The Southern Ocean and global climate
Box 2 | Observing the Southern Ocean
Despite the importance of the Southern Ocean to the world's climate system, many aspects of its circulation remain unknown, primarily due to the lack of ocean observations. Since 1991, Australian scientists from the Antarctic Cooperative Research Centre and CSIRO Marine Research, together with their international collaborators, have been using a variety of observational tools and computer models to study the ocean currents south of Australia. They are focussing on three scientific goals.
- Measuring how much water, heat and salt is being carried
from the Indian Ocean to the Pacific Ocean, south of Australia.
If scientists can work out how the transport of the currents varies today in response to winds and cooling by the atmosphere, they should be able to predict how the current might vary if the climate changes. Because ocean currents influence the overlying atmosphere, changes in the strength of the current may in turn drive further changes in the climate. An important issue is the role of ocean eddies, or 'turbulence'. Eddies transport heat and momentum from one place to another, and are likely to play an important role in controlling the strength of the Circumpolar Current and in supplying heat to high latitudes where the atmosphere strongly cools the ocean.
The centrepiece of this observational program is a transect from Tasmania to Antarctica. The Australian research icebreaker Aurora Australis repeats the transect to measure variations in the transport between the Indian and Pacific Oceans.
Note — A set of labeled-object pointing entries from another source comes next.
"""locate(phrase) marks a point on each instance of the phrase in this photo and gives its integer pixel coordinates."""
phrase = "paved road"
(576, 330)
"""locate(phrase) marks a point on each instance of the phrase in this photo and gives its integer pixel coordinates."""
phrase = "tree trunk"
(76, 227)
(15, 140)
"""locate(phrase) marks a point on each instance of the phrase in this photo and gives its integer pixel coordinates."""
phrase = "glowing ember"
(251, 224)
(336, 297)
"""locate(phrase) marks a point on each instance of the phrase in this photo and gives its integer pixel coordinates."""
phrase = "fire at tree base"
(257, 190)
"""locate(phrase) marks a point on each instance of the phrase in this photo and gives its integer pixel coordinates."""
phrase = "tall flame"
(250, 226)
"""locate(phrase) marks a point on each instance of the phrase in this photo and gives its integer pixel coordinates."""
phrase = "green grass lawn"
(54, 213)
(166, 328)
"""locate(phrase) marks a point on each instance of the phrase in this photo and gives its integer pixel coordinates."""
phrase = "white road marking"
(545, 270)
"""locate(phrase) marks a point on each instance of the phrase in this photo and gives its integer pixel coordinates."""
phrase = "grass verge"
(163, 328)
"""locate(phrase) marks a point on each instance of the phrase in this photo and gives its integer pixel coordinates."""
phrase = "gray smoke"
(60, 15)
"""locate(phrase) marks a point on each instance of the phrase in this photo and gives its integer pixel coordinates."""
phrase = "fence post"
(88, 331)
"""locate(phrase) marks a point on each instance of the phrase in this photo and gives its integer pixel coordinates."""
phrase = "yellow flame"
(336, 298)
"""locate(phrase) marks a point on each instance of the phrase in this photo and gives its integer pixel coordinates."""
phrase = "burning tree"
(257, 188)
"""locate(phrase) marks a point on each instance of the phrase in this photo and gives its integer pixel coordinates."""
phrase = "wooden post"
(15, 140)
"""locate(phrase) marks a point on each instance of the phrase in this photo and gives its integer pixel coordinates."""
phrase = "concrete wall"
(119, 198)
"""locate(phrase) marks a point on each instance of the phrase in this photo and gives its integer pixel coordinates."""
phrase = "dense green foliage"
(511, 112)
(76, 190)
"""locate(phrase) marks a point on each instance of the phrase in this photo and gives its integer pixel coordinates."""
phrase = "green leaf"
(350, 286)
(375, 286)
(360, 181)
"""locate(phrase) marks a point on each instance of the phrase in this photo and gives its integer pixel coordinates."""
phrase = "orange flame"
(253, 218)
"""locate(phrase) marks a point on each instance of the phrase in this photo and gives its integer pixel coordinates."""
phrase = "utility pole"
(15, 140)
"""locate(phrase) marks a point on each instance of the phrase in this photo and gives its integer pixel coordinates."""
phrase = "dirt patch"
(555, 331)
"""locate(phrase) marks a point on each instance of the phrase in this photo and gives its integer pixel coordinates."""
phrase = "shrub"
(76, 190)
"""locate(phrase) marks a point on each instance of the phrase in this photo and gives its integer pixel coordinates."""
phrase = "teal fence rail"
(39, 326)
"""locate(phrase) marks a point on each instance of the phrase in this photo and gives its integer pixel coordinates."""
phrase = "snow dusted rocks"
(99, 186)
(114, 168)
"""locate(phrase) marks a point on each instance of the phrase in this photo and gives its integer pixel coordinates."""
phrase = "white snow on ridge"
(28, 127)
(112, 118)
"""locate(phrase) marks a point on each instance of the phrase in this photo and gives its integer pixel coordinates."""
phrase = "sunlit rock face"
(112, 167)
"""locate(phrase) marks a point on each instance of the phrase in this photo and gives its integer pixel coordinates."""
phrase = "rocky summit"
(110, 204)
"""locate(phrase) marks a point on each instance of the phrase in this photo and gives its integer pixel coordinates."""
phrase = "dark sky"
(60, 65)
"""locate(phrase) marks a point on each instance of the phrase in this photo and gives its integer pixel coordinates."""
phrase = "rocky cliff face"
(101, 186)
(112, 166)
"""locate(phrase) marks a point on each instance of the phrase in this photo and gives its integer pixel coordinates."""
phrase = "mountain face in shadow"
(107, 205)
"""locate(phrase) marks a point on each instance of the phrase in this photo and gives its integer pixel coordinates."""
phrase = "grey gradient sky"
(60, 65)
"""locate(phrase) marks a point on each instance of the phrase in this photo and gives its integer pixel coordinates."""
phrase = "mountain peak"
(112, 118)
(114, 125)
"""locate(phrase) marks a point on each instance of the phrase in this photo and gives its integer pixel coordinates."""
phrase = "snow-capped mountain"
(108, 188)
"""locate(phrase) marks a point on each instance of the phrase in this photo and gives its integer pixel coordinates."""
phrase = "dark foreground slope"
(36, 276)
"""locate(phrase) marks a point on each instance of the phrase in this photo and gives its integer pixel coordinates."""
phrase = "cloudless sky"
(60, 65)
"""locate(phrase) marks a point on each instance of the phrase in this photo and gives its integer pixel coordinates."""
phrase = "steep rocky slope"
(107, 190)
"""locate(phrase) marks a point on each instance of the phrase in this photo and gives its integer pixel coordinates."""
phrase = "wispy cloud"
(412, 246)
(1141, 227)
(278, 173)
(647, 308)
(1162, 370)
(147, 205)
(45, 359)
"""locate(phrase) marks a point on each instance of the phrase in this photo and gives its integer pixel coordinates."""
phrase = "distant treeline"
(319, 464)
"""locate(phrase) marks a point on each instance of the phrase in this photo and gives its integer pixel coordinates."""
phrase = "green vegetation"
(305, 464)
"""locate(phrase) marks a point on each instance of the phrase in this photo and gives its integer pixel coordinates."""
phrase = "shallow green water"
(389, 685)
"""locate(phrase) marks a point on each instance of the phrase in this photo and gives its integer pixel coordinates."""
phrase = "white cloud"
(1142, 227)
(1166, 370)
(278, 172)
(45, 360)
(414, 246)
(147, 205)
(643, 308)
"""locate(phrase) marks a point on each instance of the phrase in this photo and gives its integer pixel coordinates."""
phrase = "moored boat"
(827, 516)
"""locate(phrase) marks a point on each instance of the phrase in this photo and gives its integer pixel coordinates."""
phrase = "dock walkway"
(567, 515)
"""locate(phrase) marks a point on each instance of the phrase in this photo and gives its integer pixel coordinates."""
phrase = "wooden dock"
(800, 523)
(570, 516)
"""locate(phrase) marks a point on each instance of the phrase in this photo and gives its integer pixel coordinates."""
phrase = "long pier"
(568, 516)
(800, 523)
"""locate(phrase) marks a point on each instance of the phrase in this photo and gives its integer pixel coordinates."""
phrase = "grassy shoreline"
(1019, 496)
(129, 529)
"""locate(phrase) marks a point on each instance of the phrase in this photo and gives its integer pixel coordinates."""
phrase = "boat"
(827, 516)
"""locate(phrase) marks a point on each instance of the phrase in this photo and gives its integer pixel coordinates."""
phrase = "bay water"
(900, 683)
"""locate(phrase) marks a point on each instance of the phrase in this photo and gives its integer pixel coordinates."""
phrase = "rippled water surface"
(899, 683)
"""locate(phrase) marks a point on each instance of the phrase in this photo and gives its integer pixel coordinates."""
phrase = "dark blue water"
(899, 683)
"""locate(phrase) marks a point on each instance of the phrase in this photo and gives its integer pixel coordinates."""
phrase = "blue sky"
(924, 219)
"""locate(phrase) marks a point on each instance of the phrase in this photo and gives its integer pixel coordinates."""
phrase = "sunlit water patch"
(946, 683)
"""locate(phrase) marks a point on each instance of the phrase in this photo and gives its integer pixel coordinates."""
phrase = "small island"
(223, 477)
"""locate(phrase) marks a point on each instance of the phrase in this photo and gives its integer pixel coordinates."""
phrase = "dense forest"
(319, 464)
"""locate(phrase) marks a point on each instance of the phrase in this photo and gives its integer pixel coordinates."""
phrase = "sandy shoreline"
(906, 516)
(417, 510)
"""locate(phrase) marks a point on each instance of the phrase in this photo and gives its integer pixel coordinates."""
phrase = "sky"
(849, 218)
Upper ocean temperature observations collected by the French supply ship L'Astrolabe along the same route complements the less frequent but more comprehensive measurements collected on the Aurora Australis.
- Measuring the rate at which water sinks from the sea surface.
Near the axis of the Circumpolar Current (midway between Tasmania and Antarctica), surface water sinks to depths of up to 1 kilometre. Extreme cooling and ice formation over the Antarctic continental shelf can force surface water to sink all the way to the sea floor, as much as 5 kilometres below the surface of the sea.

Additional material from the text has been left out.